Nov. 16, 2012 Researchers at the Nanoelectronics Research Institute of the National Institute of Advanced Industrial Science and Technology (AIST), in joint work with a NIMS team headed by Dr. Kazuhito Tsukagoshi, a MANA Principal Investigator at the NIMS International Center for Materials Nanoarchitectonics, developed a novel technique for controlling the electrical conductivity of graphene.
A team headed by Dr. Shu Nakaharai, a Designated Intensive Researcher at the Collaboration Research Team Green Nanoelectronics Center (hereinafter, GNC; Leader: Naoki Yokoyama), Nanoelectronics Research Institute (Director: Seigo Kanemaru), National Institute of Advanced Industrial Science and Technology (hereinafter, AIST; President: Tamotsu Nomakuchi), and Dr. Shinichi Ogawa, an Invited Researcher at the Nanoelectronics Research Institute, AIST Innovation Center for Advanced Nanodevices (Director: Hiroyuki Akinaga), in joint research with a team headed by Dr. Kazuhito Tsukagoshi, a MANA Principal Investigator at the International Center for Materials Nanoarchitectonics (hereinafter, WPI-MANA; Director-General: Masakazu Aono), National Institute for Materials Science (hereinafter, NIMS; President: Sukekatsu Ushioda), developed a novel technique for controlling the electrical conductivity of graphene.

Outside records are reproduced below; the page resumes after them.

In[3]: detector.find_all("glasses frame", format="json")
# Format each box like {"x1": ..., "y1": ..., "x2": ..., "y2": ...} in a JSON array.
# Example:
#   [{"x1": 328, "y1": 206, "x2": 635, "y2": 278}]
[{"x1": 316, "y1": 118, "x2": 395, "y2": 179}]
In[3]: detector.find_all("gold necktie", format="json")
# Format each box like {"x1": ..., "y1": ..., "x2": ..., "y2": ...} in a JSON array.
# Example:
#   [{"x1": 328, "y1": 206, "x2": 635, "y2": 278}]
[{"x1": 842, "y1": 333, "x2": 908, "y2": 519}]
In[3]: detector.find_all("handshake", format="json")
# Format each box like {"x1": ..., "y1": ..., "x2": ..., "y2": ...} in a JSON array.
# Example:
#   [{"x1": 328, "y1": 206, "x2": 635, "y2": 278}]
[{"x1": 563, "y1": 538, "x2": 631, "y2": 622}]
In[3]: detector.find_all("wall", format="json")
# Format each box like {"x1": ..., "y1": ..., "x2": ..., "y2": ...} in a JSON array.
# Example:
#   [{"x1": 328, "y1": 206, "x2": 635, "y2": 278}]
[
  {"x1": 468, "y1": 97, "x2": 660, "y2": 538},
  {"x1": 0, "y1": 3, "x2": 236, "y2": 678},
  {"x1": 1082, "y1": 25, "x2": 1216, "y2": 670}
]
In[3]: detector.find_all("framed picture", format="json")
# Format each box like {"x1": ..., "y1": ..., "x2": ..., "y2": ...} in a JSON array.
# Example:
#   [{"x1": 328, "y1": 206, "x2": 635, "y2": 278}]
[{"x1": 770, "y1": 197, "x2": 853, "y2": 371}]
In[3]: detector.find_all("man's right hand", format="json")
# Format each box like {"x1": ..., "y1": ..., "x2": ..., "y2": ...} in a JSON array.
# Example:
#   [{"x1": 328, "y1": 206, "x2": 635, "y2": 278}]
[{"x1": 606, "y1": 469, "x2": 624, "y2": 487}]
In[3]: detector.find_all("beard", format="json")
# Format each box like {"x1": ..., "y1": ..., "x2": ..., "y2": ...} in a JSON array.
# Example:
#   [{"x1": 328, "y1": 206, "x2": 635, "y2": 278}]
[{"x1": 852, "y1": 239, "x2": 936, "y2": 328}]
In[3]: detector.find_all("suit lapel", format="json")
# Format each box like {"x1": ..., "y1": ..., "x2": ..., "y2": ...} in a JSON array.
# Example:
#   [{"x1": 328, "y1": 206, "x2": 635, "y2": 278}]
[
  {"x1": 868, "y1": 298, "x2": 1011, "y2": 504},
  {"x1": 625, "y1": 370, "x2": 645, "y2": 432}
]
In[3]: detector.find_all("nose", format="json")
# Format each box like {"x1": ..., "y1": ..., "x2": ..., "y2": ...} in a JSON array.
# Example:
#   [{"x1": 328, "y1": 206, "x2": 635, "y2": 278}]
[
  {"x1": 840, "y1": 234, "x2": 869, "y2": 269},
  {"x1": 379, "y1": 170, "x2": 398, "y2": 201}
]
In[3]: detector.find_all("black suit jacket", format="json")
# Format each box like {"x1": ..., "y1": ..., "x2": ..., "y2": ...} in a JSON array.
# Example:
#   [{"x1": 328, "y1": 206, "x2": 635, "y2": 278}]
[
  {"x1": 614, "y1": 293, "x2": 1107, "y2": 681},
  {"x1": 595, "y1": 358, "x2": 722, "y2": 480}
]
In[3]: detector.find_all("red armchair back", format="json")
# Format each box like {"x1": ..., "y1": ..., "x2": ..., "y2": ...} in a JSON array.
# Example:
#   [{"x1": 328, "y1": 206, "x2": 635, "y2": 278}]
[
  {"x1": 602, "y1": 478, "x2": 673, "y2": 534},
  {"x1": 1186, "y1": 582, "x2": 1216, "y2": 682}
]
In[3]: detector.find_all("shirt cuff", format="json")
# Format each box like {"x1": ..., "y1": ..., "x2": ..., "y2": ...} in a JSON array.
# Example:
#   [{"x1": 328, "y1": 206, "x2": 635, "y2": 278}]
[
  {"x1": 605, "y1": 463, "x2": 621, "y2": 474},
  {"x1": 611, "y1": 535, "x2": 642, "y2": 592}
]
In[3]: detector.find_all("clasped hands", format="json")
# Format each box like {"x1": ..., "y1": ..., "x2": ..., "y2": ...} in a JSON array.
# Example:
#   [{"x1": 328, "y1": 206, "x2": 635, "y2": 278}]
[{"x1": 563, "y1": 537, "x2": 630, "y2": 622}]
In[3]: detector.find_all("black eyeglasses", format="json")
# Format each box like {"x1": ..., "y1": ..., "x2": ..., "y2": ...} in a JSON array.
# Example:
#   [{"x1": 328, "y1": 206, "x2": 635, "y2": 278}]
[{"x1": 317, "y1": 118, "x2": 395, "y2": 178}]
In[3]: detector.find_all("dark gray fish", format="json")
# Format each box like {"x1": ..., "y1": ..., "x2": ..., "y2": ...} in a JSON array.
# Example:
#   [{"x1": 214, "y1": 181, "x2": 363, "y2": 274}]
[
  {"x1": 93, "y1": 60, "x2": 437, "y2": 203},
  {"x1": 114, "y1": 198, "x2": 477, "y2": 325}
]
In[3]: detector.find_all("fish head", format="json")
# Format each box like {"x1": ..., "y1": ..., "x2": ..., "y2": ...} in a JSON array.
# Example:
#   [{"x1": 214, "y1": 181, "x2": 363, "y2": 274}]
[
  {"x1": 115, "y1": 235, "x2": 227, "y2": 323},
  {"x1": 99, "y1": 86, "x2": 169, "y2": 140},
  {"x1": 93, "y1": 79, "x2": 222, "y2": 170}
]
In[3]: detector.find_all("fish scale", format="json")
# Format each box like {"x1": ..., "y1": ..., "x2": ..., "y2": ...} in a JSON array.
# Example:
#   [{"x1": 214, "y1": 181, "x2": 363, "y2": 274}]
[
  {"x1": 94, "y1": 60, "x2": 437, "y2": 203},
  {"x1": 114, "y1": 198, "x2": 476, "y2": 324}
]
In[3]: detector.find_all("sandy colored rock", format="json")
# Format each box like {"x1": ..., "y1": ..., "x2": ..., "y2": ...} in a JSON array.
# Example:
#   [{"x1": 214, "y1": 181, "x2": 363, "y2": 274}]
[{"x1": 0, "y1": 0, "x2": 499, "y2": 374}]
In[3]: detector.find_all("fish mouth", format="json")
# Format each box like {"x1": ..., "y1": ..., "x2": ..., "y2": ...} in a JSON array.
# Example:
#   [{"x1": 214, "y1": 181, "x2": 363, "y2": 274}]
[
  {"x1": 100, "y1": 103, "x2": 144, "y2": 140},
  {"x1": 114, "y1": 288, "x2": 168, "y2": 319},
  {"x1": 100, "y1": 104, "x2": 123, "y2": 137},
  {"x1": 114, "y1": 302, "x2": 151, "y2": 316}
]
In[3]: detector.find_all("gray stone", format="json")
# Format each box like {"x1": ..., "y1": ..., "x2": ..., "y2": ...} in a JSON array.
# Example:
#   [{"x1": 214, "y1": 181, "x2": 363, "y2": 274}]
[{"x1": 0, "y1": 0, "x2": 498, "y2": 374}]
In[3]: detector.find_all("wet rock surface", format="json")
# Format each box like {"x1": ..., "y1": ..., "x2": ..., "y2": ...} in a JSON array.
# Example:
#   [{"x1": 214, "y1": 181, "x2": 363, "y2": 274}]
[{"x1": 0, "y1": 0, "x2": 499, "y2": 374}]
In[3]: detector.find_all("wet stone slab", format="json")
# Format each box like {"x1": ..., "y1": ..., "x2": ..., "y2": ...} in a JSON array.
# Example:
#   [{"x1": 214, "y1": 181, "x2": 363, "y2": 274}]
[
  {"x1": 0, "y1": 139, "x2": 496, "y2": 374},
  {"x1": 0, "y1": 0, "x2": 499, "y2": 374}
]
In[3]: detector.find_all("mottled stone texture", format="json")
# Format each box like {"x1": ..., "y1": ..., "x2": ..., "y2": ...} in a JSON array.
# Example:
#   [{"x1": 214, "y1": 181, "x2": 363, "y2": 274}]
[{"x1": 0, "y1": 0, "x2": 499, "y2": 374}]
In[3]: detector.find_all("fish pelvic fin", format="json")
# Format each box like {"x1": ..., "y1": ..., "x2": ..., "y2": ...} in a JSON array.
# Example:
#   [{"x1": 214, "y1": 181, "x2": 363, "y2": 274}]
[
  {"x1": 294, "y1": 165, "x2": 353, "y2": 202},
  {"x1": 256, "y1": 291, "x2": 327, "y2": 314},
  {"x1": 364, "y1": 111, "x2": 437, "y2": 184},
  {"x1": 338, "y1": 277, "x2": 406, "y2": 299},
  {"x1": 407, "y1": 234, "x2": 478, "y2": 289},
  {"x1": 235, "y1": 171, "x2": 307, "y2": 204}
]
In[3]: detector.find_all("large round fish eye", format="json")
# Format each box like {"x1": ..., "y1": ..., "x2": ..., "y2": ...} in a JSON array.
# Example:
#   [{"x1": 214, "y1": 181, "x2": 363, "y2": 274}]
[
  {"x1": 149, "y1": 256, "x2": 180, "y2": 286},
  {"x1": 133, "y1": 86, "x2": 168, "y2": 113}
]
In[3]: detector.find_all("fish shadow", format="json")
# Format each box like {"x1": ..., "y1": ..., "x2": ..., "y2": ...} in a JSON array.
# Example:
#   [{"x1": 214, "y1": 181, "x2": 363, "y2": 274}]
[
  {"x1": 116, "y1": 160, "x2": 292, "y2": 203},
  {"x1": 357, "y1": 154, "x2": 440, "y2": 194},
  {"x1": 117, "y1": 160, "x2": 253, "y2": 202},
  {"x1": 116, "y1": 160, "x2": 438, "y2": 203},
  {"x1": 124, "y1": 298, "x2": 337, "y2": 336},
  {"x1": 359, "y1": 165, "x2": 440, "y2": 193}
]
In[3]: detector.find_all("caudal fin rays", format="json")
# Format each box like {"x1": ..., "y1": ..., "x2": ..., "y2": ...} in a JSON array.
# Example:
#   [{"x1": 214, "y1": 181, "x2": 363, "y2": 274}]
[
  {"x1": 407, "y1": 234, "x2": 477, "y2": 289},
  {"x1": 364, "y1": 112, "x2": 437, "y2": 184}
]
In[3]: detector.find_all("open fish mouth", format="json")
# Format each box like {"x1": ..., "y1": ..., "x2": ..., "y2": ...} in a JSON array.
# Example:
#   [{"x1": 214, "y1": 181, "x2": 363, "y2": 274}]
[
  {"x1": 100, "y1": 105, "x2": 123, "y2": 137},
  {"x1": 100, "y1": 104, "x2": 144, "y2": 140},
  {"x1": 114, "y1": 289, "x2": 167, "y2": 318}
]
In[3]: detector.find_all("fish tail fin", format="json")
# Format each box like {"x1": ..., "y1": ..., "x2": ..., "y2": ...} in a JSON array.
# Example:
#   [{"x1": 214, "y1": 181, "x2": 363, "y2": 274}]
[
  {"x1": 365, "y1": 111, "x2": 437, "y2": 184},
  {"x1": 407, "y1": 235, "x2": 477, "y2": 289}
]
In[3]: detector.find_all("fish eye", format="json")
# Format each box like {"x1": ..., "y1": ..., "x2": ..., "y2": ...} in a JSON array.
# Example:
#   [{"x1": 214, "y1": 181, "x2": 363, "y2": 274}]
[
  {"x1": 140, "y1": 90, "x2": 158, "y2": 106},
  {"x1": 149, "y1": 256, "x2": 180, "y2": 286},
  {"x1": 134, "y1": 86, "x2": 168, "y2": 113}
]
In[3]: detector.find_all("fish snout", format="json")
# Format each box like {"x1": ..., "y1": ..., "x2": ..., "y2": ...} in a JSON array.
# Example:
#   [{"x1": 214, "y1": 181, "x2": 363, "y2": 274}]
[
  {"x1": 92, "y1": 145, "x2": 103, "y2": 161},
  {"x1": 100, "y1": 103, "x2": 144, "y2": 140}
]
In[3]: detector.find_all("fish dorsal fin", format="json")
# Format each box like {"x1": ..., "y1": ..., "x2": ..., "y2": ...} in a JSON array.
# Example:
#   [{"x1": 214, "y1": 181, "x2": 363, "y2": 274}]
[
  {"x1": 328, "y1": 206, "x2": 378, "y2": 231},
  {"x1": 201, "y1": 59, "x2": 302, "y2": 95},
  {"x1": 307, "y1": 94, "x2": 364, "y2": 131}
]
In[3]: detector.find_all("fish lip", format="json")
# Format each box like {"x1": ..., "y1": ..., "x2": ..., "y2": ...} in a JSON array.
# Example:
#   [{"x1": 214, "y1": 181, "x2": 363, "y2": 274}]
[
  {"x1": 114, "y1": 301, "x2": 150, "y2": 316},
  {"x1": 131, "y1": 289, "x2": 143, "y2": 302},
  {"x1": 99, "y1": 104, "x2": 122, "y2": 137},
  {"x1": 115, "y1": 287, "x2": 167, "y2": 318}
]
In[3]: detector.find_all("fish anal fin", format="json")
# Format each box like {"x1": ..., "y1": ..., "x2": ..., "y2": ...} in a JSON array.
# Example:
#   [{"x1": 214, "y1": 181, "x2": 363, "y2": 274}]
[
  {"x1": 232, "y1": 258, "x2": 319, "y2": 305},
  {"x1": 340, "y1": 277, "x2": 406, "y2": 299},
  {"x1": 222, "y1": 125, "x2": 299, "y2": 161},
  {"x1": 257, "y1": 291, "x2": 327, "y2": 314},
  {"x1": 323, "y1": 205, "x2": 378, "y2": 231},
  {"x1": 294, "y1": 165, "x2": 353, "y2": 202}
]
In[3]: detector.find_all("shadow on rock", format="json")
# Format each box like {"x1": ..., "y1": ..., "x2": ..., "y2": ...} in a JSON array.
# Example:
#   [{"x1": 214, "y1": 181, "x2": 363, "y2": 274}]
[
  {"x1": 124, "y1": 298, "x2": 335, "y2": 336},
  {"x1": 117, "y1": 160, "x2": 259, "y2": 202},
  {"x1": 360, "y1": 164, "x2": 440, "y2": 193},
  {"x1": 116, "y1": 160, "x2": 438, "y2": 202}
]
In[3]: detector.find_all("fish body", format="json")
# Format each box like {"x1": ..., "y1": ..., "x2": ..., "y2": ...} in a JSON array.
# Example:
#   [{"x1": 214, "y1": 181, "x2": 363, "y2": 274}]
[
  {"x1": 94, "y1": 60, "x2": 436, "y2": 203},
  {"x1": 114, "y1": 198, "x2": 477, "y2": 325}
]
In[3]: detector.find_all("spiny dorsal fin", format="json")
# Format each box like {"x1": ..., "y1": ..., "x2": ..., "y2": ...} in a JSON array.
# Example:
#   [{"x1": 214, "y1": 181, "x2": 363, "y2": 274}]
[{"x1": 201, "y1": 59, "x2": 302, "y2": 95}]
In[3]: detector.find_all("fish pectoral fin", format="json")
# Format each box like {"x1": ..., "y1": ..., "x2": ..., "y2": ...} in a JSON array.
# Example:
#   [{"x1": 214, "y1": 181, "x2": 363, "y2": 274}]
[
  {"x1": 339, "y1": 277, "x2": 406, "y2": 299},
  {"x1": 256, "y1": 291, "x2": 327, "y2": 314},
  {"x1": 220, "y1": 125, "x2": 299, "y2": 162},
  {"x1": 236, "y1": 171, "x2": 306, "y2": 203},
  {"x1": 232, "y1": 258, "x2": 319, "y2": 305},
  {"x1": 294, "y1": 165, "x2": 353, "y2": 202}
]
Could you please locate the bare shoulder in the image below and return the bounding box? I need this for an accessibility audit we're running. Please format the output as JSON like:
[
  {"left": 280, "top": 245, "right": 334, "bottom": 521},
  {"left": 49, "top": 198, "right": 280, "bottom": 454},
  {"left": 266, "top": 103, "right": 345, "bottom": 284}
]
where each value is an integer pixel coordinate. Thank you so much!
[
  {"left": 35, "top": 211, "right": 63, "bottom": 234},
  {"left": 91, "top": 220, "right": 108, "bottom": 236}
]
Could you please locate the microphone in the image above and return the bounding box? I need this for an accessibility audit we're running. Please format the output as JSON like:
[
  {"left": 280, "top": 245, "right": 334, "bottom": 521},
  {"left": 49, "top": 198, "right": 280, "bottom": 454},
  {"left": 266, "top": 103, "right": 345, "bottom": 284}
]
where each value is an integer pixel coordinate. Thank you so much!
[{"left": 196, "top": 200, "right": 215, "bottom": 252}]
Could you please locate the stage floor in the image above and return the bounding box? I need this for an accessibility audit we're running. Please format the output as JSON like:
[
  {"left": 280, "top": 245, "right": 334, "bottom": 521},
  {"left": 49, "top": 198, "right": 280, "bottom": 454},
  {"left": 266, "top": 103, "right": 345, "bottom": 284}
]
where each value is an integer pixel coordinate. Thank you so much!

In the technique developed in this research, a helium ion beam is irradiated on graphene using a helium ion microscope to artificially introduce a low concentration of crystal defects, and it becomes possible to modulate the movement of electrons and holes in the graphene by applying a voltage to the gate electrode. Although this phenomenon of conduction control by introduction of crystal defects had been predicted theoretically, there were no examples in which on/off operation at room temperature was achieved experimentally. It is possible to introduce the technique developed in this work in the existing framework of production technology, including large area wafers.